Broken sleep a hallmark sign of living with this common liver disease, scientists find

Researchers from Switzerland have shown that patients with metabolic dysfunction-associated steatotic liver disease (MASLD) suffer poor sleep due to sleep fragmentation and wakefulness. Patients with the more severe form metabolic dysfunction–associated steatohepatitis (MASH) or with cirrhosis, but not healthy volunteers, experienced similar sleep disturbances. Whether poor sleep causes MASLD or vice versa isn’t yet clear. A single sleep hygiene education session proved insufficient to sustainably improve sleep quality and quantity.

The prevalence of MASLD (metabolic dysfunction-associated steatotic liver disease) is exploding in most regions of the world, boosted by increased obesity and sedentary lifestyles. MASLD (formerly known as non-alcoholic fatty liver disease) is already the most common liver disorder: it affects 30% of adults and between 7% and 14% of children and adolescents, and this prevalence is predicted to rise to more than 55% of adults by 2040. People with MASLD run a heightened risk of diabetes, hepatocellular carcinoma, non-liver cancers, chronic kidney disease, age-related muscle loss, and cardiovascular disease.

Earlier studies have implicated disturbances in the circadian clock and in the sleep cycle in the development of MASLD. But the American Academy of Sleep Medicine has recommended that objective measures – rather than subjective ones such as sleep questionnaires – be used to prove this hypothetical link between disorders of sleep and the circadian rhythm, MASLD, and MASH. MASH is a more severe form of MASLD, where the liver suffers damage from inflammation and tissue scarring, caused by abnormal accumulation of fat.

Don’t lose any sleep

Between 2019 and 2021, Schaeffer and colleagues recruited 46 adult women and men diagnosed with either MASLD, MASH, or MASH with cirrhosis. A further eight patients with non-MASH-related liver cirrhosis served as comparisons, while a second comparator group consisted of 16 age-matched healthy volunteers. Each study participant was equipped with an actigraph, to be worn at all times, which tracked light, physical activity, and body temperature.

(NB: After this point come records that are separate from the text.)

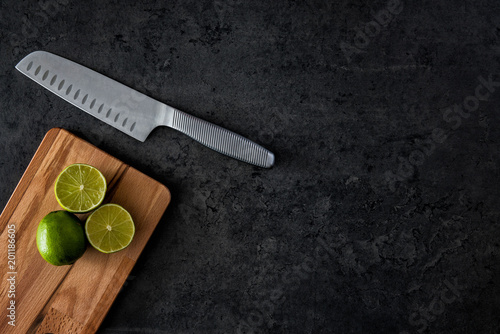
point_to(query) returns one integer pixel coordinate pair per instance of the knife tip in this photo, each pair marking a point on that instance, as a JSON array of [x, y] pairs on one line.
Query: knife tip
[[270, 160]]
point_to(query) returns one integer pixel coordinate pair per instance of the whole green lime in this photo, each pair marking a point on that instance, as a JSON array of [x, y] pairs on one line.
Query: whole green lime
[[60, 238]]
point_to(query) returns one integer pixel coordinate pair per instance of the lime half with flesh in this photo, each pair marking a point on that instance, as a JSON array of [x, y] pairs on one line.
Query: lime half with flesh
[[80, 188], [110, 228]]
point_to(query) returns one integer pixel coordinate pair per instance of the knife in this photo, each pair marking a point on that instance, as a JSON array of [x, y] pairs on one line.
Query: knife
[[131, 111]]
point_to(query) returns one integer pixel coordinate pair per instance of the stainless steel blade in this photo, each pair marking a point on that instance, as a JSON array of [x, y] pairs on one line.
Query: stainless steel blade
[[130, 111]]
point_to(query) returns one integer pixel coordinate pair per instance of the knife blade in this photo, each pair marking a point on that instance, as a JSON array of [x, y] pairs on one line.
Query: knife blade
[[131, 111]]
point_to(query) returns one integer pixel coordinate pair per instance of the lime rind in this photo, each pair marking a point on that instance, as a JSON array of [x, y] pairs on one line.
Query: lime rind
[[110, 228], [80, 188]]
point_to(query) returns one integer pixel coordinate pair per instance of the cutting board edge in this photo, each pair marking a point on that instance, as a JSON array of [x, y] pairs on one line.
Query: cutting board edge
[[26, 178]]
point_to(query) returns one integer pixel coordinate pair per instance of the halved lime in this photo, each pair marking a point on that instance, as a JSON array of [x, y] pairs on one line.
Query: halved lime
[[110, 228], [80, 188]]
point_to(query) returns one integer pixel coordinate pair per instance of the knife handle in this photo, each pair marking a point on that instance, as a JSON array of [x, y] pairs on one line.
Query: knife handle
[[222, 140]]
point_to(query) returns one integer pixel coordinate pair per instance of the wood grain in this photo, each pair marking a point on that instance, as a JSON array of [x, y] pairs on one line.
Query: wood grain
[[76, 298]]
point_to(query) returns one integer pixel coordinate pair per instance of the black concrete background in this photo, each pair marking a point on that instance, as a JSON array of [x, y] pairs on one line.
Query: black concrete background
[[381, 213]]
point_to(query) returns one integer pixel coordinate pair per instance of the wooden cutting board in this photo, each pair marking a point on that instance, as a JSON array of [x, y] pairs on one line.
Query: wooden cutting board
[[69, 299]]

Participants visited the clinic as outpatients at the start, midpoint, and end of the four-week follow-up. Both at the start and end of this period, they underwent clinical investigation, were interviewed through sleep questionnaires about their sleep habits. They also kept a sleep diary.

All patients with MASLD were obese, and 80% had metabolic syndrome. Patients with MASLD further had significantly higher levels of triglycerides, fasting glucose, and insulin in their blood than healthy participants, but lower levels of total cholesterol, ‘bad’ LDL cholesterol, and ‘good’ HDL cholesterol.

Rude awakening

Actigraph measurements didn’t reveal any differences between patients with MASLD and healthy participants when it came to things such as sleep duration or the amount of time spent in bed.

But importantly, the actigraphs showed that patients with MASLD woke 55% more often at night, and lay 113% longer awake after having first fallen asleep, compared to healthy volunteers. Patients with MASLD also slept more often and longer during the day. Sleep patterns and quality as measured by actigraph were similarly impaired in patients with MASH, MASH with cirrhosis, and non-MASH-related cirrhosis.

Subjectively, patients with MASLD self-reported their disrupted and inefficient sleep as shorter sleep with a delayed onset. In their sleep diaries, 32% of patients with MASLD reported experiencing sleep disturbances caused by psychological stress, compared to only 6% of healthy participants.

“We concluded from our data that sleep fragmentation plays a role in the pathogenesis of human MASLD. Whether MASLD cause sleep disorders or vice versa remains unknown,” said Schaeffer.